Pôle Soummam

Photo-reportage : L’oléiculture à Béjaïa, Bouira et Tizi Ouzou

En décembre 2020, une équipe de photographes s’est rendue dans les wilayas de Béjaia, Bouira et Tizi Ouzou et a accompagné l’équipe du Pôle Soummam dans son quotidien : visites d’huileries traditionnelles et modernes, rencontres avec plusieurs figures du monde professionnel et associatif oléicole, découverte des oliveraies…

Le reportage qui s’est déroulé durant la période de récolte a été l’occasion de rencontrer celles et ceux qui animent chaque jour la filière et d’illustrer la diversité des pratiques oléicoles et des paysages kabyles.
 

De l’huilerie traditionnelle...

Huilerie traditionnelle, Ait Zellal (Tizi Ouzou) – Comme la majorité des huileries de Tizi Ouzou, l’huilerie de Mr. Hamid Fitas est une huilerie traditionnelle familiale. L’huilerie compte beaucoup de clients dans la région.

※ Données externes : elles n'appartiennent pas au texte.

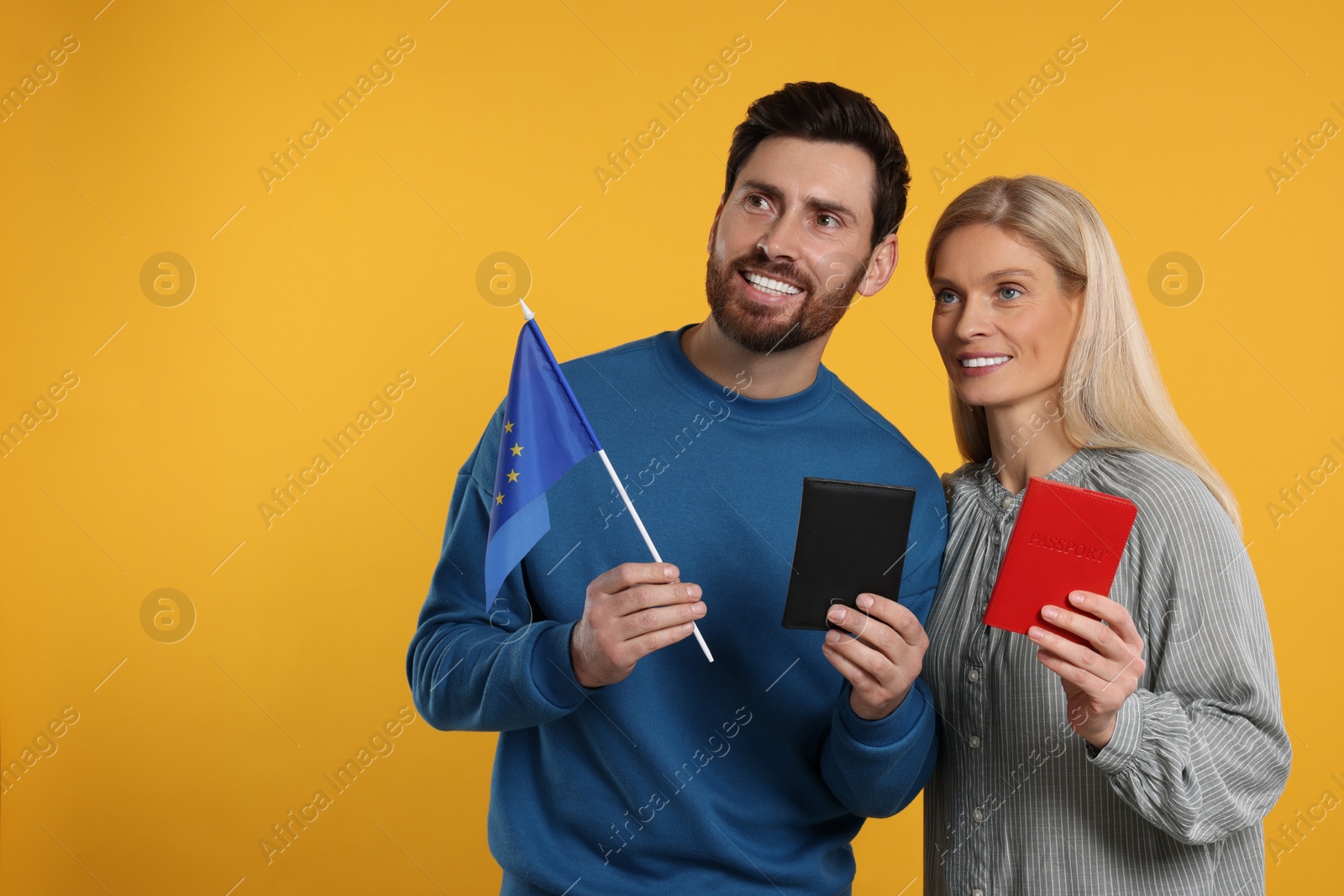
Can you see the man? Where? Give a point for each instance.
(625, 759)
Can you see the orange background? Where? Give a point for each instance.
(315, 291)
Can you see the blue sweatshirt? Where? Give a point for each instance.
(750, 774)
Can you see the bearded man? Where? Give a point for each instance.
(628, 763)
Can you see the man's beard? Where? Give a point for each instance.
(764, 329)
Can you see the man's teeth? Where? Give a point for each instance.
(768, 285)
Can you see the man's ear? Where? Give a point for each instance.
(880, 266)
(714, 228)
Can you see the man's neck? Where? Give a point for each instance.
(753, 374)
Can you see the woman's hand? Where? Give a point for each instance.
(1099, 678)
(884, 658)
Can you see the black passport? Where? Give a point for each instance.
(851, 540)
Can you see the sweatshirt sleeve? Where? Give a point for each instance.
(1200, 748)
(875, 768)
(477, 669)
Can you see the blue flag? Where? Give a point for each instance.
(544, 434)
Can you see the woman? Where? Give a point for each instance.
(1146, 761)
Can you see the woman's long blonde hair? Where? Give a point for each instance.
(1112, 392)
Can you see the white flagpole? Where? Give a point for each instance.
(635, 515)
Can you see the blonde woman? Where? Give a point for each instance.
(1146, 761)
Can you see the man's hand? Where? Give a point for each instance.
(629, 613)
(1097, 678)
(884, 658)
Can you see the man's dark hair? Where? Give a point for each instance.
(830, 113)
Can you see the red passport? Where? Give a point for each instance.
(1066, 539)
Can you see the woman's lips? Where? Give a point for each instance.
(985, 369)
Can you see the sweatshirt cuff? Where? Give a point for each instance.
(1124, 741)
(553, 668)
(889, 730)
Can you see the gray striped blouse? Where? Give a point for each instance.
(1018, 802)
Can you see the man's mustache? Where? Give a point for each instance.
(779, 270)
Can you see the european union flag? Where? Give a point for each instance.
(544, 434)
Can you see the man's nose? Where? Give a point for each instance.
(780, 241)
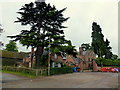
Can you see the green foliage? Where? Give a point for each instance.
(45, 23)
(8, 62)
(60, 70)
(107, 62)
(100, 46)
(114, 57)
(10, 54)
(86, 46)
(11, 46)
(35, 72)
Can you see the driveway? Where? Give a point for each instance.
(75, 80)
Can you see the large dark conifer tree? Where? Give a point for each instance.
(45, 23)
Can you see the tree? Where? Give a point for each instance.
(1, 31)
(114, 57)
(108, 53)
(86, 46)
(98, 43)
(11, 46)
(45, 24)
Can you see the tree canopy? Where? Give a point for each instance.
(11, 46)
(100, 47)
(45, 23)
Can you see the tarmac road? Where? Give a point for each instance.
(75, 80)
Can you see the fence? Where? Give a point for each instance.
(36, 72)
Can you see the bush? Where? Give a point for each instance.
(107, 62)
(60, 70)
(35, 72)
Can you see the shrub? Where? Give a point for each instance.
(60, 70)
(107, 62)
(35, 72)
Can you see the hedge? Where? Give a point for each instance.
(60, 70)
(107, 62)
(39, 72)
(35, 72)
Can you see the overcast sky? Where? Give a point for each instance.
(82, 14)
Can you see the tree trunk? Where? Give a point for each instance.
(32, 55)
(38, 53)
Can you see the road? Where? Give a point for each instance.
(75, 80)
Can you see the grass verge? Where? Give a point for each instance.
(19, 74)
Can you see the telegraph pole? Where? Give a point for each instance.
(49, 58)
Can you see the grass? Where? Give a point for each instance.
(19, 74)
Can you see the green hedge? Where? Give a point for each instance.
(60, 70)
(35, 72)
(107, 62)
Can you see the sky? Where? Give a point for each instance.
(82, 14)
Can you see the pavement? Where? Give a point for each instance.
(74, 80)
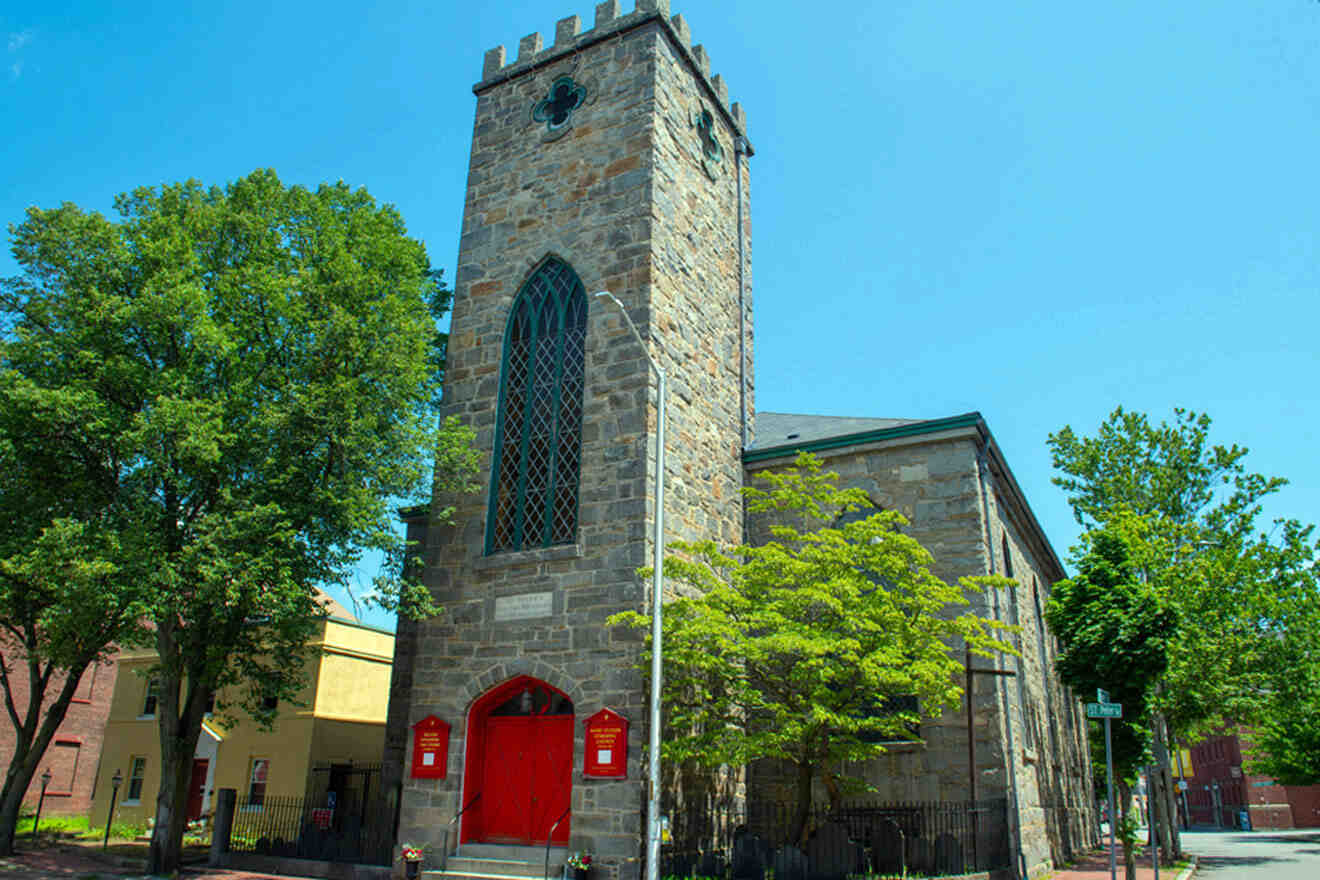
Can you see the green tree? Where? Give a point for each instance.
(248, 372)
(1199, 546)
(795, 649)
(1114, 632)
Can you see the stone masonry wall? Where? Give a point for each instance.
(615, 198)
(933, 486)
(1051, 757)
(1035, 731)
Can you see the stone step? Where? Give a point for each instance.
(494, 862)
(454, 874)
(508, 851)
(506, 867)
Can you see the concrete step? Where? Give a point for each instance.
(507, 851)
(493, 862)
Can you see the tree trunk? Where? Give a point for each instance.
(180, 727)
(1125, 805)
(1166, 808)
(804, 804)
(31, 742)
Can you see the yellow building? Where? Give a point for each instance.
(318, 744)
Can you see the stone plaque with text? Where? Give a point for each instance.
(529, 604)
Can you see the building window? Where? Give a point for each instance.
(153, 695)
(904, 706)
(136, 773)
(256, 781)
(539, 430)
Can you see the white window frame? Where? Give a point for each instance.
(135, 764)
(151, 698)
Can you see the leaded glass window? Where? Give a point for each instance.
(539, 430)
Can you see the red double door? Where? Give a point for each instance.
(527, 779)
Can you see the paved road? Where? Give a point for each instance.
(1255, 855)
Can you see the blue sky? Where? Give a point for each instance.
(1034, 210)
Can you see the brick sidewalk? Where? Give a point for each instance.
(73, 862)
(1096, 867)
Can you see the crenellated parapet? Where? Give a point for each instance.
(569, 37)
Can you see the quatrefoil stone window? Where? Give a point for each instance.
(556, 108)
(712, 152)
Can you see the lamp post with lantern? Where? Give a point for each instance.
(41, 801)
(114, 794)
(656, 599)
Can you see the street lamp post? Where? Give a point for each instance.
(114, 796)
(36, 821)
(656, 598)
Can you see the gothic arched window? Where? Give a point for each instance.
(539, 429)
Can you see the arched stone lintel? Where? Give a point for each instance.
(496, 674)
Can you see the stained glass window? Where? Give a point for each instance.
(539, 430)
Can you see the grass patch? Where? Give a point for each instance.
(54, 825)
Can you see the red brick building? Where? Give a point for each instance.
(1221, 789)
(75, 750)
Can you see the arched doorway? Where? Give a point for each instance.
(520, 761)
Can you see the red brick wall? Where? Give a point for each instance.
(1306, 805)
(75, 750)
(1219, 760)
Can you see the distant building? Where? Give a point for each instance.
(75, 748)
(330, 736)
(1221, 790)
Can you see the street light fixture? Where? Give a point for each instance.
(114, 796)
(656, 598)
(36, 821)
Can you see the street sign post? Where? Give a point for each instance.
(1109, 711)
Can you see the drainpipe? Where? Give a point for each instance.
(741, 149)
(1014, 816)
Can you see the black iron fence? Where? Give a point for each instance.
(298, 827)
(755, 841)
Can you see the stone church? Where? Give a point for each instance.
(611, 160)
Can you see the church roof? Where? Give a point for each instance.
(780, 436)
(779, 429)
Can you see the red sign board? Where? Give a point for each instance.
(430, 748)
(606, 755)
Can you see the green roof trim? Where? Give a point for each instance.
(966, 420)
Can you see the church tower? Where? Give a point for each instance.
(610, 160)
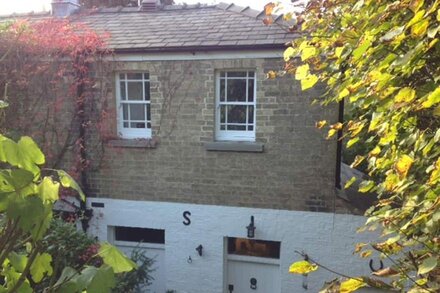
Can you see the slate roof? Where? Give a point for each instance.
(186, 27)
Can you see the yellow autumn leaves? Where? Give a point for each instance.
(304, 267)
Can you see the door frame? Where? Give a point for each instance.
(244, 258)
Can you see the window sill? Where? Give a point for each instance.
(235, 146)
(133, 143)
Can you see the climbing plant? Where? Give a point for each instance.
(51, 76)
(382, 58)
(27, 196)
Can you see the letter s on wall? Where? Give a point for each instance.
(186, 215)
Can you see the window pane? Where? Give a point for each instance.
(137, 112)
(147, 90)
(222, 114)
(260, 248)
(237, 74)
(250, 90)
(134, 75)
(236, 90)
(137, 235)
(237, 114)
(250, 114)
(237, 127)
(122, 93)
(124, 112)
(137, 125)
(222, 89)
(135, 91)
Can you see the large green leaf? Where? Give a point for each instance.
(66, 283)
(96, 280)
(31, 149)
(27, 211)
(18, 261)
(115, 259)
(103, 281)
(41, 267)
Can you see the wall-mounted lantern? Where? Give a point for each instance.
(200, 250)
(251, 228)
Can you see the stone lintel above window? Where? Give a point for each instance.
(133, 143)
(235, 146)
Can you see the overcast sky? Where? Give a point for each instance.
(20, 6)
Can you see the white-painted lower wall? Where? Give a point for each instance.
(328, 238)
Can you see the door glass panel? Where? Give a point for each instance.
(236, 90)
(236, 127)
(137, 112)
(222, 114)
(134, 75)
(135, 91)
(251, 247)
(250, 114)
(250, 90)
(137, 125)
(144, 235)
(237, 114)
(147, 90)
(222, 90)
(122, 87)
(124, 112)
(148, 112)
(237, 74)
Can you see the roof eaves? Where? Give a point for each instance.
(200, 48)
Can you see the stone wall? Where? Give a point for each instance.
(296, 171)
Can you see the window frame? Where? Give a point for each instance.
(132, 133)
(235, 135)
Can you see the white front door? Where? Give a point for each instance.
(253, 266)
(247, 274)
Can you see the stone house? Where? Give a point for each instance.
(218, 172)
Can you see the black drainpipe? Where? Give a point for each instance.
(339, 147)
(85, 214)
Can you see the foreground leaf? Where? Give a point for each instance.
(115, 259)
(351, 285)
(302, 267)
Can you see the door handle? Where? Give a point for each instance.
(253, 282)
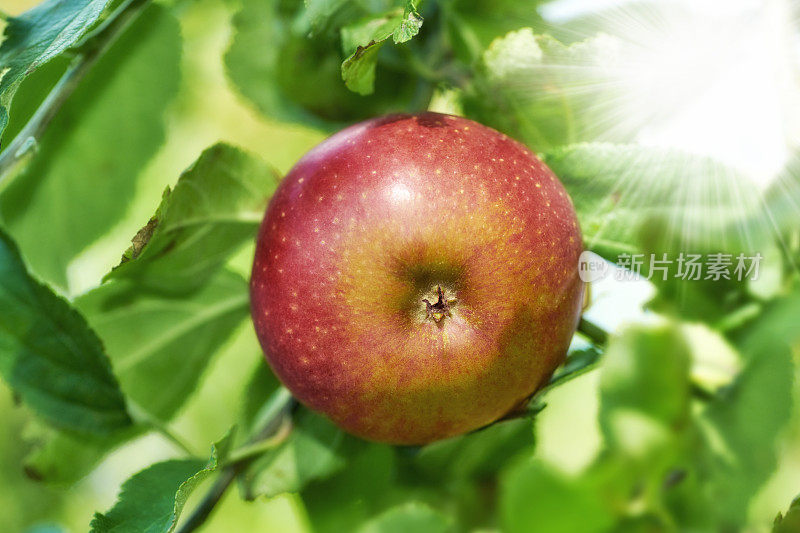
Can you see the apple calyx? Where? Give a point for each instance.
(440, 309)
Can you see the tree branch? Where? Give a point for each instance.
(272, 420)
(593, 332)
(91, 48)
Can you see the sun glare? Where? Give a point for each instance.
(717, 78)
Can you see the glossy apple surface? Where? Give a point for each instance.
(416, 277)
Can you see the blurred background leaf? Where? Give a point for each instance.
(37, 36)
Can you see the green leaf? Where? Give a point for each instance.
(745, 424)
(314, 450)
(539, 90)
(533, 496)
(632, 198)
(50, 356)
(287, 75)
(476, 454)
(161, 345)
(82, 178)
(790, 522)
(412, 516)
(644, 387)
(358, 70)
(38, 35)
(153, 499)
(318, 12)
(62, 457)
(262, 385)
(217, 205)
(409, 25)
(366, 38)
(474, 24)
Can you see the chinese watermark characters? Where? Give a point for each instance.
(684, 266)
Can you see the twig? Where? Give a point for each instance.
(272, 417)
(144, 419)
(89, 51)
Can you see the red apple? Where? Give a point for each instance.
(416, 277)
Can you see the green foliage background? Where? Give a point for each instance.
(117, 378)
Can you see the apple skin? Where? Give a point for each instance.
(355, 246)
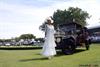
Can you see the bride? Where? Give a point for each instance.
(48, 49)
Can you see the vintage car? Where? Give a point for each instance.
(70, 36)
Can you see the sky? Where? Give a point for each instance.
(25, 16)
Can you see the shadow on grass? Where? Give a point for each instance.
(60, 53)
(26, 60)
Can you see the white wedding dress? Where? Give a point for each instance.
(49, 44)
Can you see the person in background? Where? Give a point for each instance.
(48, 49)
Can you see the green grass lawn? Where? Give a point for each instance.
(32, 58)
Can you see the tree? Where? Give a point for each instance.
(27, 36)
(76, 15)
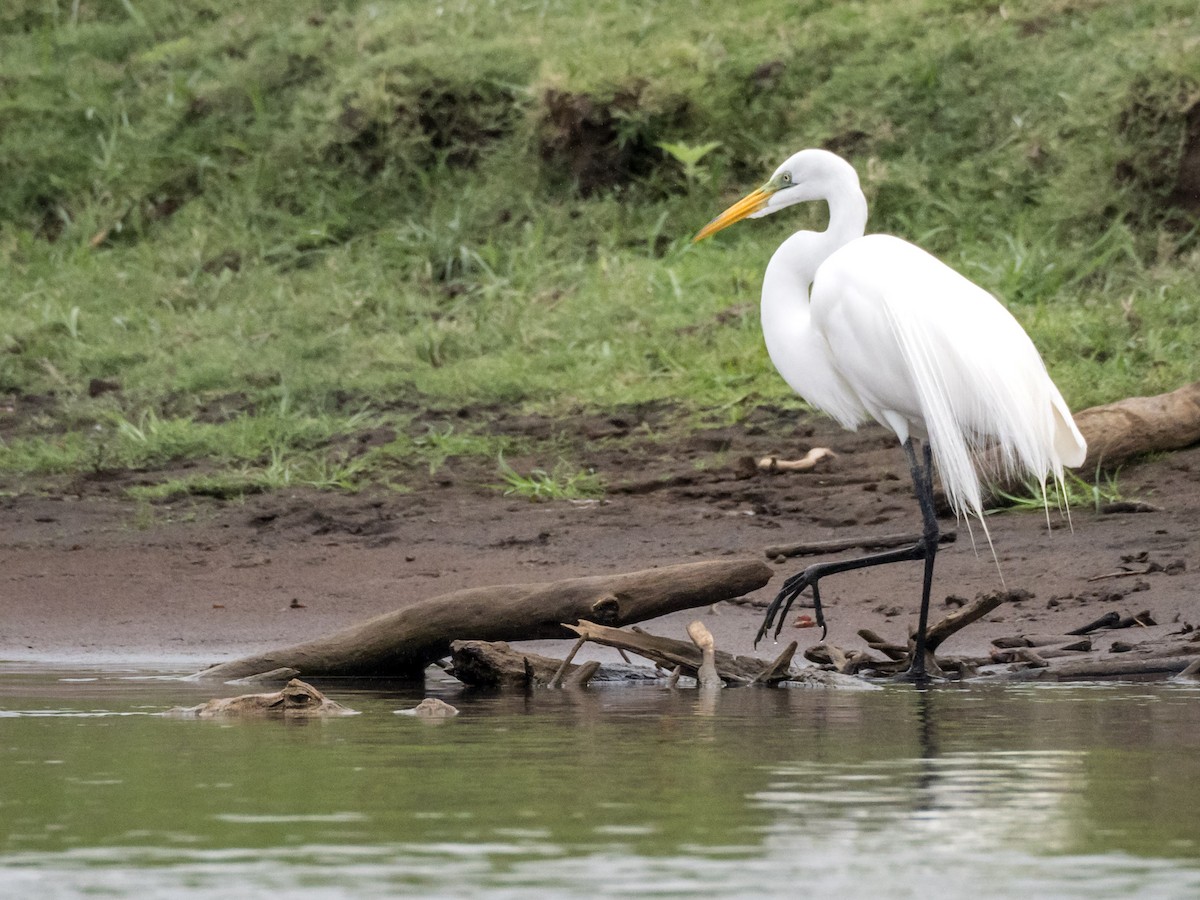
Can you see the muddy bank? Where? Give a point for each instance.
(90, 577)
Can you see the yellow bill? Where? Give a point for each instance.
(748, 205)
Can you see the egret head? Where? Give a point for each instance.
(807, 175)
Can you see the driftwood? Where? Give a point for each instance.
(670, 653)
(484, 664)
(809, 461)
(1123, 667)
(402, 643)
(1117, 432)
(702, 637)
(960, 618)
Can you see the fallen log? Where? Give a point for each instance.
(1083, 670)
(402, 643)
(1117, 432)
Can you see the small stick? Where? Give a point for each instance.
(960, 618)
(1122, 574)
(581, 676)
(702, 637)
(557, 681)
(892, 651)
(1105, 621)
(773, 463)
(882, 541)
(780, 669)
(1027, 654)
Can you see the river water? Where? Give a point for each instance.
(1065, 791)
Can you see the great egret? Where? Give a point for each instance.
(874, 327)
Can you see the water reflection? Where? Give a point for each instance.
(671, 792)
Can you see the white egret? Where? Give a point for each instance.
(875, 328)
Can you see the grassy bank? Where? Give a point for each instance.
(245, 235)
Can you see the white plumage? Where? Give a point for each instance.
(874, 327)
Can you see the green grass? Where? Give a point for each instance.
(275, 226)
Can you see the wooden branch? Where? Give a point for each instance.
(493, 664)
(779, 669)
(702, 637)
(1117, 432)
(773, 463)
(669, 653)
(405, 642)
(880, 541)
(963, 617)
(1123, 667)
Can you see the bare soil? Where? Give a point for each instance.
(90, 577)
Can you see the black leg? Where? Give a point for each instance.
(924, 549)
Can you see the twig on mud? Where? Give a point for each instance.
(773, 463)
(557, 681)
(1107, 621)
(882, 541)
(1126, 574)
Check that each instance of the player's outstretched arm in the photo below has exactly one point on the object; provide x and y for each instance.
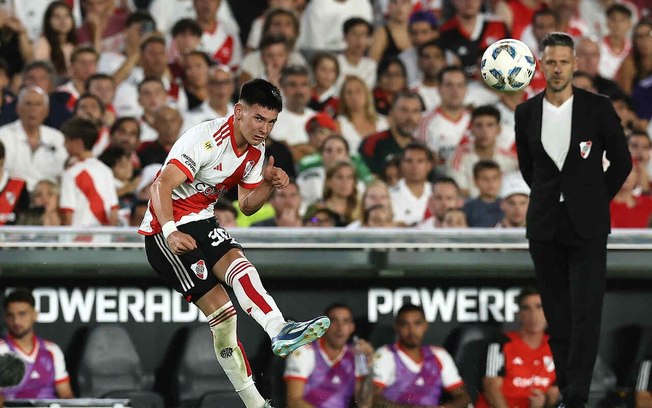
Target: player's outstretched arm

Les olives sont livrées et stockées dans des caissettes ajourées. Plutôt que des sacs en jute ou en plastique, ce système est privilégié car il permet d’aérer les olives entreposées et d’éviter leur fermentation.

Mise en bouteille

Mme Kaissa Fitas met en bouteille l’huile produite. Les bouteilles en plastique ainsi remplies sont rarement étiquettées : la production a vocation à être consommée par l’entourage proche.









Khfaf à l’huile d’olive – L’huile produite est aussi utilisée pour préparer les khfaf, beignets traditionnels algériens à la semoule.

Salaison et broyage des olives

Ait Zellal (Tizi Ouzou) – De l’eau chaude est versée dans la cuve où sont broyées les olives afin de rendre la pâte plus fluide et de favoriser l’extraction de l’huile.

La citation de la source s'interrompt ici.